Le mot d’ordre de Pascal Moeschler, du Muséum d’histoire naturelle, et d'Eric Achkar, président de la Société astronomique de Genève: “Éclairer ce qu’il faut - grâce à des lampadaires adaptés -, quand il faut - varier l'intensité lumineuse selon les heures et les activités -, où il faut - sélectionner les endroits nécessitant un éclairage. Et de marteler: “Il existe des mesures simples et de bon sens, sans coûts, à effet immédiatement mesurable”.

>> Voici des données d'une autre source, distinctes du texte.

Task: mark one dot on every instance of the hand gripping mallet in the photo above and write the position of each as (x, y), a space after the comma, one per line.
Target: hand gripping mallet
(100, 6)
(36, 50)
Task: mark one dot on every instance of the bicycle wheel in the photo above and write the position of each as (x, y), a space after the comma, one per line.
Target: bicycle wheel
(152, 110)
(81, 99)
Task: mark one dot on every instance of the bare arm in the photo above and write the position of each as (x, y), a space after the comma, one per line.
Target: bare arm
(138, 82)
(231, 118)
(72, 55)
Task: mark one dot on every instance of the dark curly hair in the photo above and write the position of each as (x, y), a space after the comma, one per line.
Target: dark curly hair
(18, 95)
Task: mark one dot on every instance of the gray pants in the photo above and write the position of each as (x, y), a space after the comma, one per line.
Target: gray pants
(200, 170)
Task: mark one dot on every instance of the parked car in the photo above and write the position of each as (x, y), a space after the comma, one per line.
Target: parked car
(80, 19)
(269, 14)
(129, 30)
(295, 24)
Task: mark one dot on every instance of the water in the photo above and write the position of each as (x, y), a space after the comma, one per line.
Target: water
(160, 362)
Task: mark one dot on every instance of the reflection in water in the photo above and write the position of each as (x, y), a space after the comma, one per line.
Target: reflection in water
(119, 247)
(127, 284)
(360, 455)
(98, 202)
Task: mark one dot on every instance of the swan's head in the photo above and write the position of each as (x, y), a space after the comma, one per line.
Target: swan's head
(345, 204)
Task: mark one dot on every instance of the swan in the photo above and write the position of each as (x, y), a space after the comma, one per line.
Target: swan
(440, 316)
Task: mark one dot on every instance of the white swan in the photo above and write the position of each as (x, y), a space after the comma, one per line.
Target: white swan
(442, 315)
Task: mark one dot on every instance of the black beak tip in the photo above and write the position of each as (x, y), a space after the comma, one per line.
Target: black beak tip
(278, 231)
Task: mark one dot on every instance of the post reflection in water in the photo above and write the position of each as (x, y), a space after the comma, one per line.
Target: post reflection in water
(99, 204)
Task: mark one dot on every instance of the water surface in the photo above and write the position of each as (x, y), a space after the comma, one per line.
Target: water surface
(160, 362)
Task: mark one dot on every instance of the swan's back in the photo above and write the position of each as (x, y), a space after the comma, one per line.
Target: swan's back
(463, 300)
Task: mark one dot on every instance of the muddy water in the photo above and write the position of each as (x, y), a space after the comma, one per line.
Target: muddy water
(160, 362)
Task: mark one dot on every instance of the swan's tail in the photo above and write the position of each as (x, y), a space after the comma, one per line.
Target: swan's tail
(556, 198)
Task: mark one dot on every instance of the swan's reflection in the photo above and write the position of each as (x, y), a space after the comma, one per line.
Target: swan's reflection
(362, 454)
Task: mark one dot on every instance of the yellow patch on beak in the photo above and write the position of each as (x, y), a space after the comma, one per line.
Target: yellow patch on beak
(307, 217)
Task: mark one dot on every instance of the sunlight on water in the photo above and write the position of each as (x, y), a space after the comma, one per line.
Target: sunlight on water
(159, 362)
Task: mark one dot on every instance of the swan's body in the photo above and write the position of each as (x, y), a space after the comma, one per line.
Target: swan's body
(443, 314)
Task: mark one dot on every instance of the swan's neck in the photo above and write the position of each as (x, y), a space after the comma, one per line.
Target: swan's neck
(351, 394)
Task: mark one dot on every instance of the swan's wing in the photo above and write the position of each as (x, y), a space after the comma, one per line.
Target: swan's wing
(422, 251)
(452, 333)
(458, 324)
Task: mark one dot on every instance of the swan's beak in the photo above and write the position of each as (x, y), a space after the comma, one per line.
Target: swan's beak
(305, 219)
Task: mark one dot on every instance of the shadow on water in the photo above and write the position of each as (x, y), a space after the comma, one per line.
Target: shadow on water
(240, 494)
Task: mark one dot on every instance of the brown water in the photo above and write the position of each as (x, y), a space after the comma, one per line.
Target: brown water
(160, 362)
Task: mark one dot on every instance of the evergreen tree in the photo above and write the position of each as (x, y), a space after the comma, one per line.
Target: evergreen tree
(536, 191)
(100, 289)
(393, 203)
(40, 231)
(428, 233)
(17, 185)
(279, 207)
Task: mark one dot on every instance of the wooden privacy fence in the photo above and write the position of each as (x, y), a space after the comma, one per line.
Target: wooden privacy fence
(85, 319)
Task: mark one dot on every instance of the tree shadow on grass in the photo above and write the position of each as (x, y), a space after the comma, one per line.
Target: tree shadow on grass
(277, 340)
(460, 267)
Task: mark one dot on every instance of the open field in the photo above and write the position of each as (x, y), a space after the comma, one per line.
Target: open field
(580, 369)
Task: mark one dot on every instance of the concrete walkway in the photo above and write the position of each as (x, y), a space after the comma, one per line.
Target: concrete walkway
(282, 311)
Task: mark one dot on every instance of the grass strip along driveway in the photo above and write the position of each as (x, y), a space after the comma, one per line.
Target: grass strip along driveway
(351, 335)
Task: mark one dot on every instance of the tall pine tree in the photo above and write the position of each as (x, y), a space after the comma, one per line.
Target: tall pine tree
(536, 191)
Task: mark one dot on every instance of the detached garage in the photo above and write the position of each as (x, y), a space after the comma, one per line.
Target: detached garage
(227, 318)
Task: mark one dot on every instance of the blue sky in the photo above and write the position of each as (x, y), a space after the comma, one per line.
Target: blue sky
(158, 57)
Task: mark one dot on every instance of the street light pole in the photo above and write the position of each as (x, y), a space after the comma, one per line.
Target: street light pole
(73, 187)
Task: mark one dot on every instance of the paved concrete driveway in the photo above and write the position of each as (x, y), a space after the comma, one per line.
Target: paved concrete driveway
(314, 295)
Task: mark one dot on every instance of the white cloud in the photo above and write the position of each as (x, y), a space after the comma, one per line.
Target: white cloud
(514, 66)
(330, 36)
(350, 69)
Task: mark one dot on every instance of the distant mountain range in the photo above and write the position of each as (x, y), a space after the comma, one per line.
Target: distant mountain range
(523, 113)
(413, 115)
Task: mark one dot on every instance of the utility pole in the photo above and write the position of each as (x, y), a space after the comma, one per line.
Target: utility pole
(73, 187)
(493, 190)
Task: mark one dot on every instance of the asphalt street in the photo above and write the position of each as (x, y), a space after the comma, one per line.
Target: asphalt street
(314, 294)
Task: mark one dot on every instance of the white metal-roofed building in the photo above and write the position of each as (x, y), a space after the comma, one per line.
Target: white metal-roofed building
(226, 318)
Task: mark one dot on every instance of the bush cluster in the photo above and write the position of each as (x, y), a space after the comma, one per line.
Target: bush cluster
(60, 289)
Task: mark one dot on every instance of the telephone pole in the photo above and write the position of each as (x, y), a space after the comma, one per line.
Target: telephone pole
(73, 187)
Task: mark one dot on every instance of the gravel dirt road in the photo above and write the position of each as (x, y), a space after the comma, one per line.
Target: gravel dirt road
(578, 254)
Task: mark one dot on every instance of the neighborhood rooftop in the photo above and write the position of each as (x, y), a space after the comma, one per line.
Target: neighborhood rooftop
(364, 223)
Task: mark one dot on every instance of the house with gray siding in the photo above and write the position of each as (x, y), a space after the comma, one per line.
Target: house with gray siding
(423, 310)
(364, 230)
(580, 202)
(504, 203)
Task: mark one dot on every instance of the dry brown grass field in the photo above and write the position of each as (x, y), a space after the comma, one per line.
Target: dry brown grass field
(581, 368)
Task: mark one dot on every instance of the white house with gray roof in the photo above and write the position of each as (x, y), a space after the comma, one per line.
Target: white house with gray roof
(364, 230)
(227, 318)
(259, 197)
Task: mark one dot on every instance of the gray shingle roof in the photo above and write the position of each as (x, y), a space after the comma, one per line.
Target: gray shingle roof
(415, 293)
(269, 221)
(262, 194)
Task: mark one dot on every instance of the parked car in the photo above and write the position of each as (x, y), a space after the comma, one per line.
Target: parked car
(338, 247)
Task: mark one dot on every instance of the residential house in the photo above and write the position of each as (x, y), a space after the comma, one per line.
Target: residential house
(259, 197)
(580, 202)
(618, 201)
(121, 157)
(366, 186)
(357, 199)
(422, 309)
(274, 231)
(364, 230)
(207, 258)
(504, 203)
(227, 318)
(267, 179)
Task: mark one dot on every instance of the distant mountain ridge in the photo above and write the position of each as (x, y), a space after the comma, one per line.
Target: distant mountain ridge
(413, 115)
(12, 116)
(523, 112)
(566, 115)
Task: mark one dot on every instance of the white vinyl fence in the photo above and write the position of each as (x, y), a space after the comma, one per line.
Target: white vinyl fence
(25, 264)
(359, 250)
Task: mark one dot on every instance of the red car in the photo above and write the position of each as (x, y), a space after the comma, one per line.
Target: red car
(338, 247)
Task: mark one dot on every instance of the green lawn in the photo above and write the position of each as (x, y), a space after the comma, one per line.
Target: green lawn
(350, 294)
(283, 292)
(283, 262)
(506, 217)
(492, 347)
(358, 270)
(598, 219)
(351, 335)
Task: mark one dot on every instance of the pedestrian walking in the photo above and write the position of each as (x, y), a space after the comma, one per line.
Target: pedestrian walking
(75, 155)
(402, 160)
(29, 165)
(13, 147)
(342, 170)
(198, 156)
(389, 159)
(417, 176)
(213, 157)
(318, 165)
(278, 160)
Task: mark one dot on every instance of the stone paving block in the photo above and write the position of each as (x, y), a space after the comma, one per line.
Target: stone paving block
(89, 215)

Par exemple, certains lampadaires irradient en halo, éclairent à 360° degrés. Une ineptie pour les deux spécialistes, qu’on peut régler de manière très simple. “Il suffit de mettre un réflecteur au-dessus de l'ampoule du lampadaire, ce qui augmente la densité de lumière qui va vers le bas. On peut ainsi diminuer la puissance de l’ampoule pour un même éclairage au sol, réaliser des économies d’énergie et dépolluer le ciel.” Ensuite, remplacer les anciennes ampoules énergivores par des LED dites “chaudes”, sans composante de lumière bleue. Puis, adopter un éclairage à intensité variable en fonction de l'heure et des activités du périmètre. Voire une extinction totale de l’éclairage “en concertation avec la population”, précisent les deux spécialistes. Enfin, sur les axes purement routiers, substituer les lampadaires par des catadioptres qui réfléchissent la lumière des véhicules.

Le canton de nuit et son cordon lumineux sur la Rade, immortalisés avec un drone. (Image: Lucien Fortunati)

La Ville de Genève et son plan lumière

La Ville de Genève, à l’image de nombreuses communes genevoises, s’évertue depuis plusieurs années à suivre ces principes. “On ne vise pas à supprimer tout éclairage la nuit mais à réfléchir à la luminosité selon la temporalité et l’usage de l’espace, entre les zones habitées, naturelles, industrielles, les routes, etc.”, rapporte Florence Colace, architecte-éclairagiste au Département des constructions et de l’aménagement de la Ville. Elle ajoute que la Municipalité s’est d’ailleurs dotée, à l’image de quelques autres communes genevoises, d’un “plan lumière” en 2009 intégré au plan directeur cantonal. “Il trace les grandes lignes directrices pour avoir une stratégie globale d’urbanisme, pour valoriser le cadre et l’image de la ville, pour favoriser les usages autant que l’image, pour éclairer mieux en consommant moins et pour favoriser une meilleure coordination et collaboration entre les acteurs concernés, notamment les SIG.”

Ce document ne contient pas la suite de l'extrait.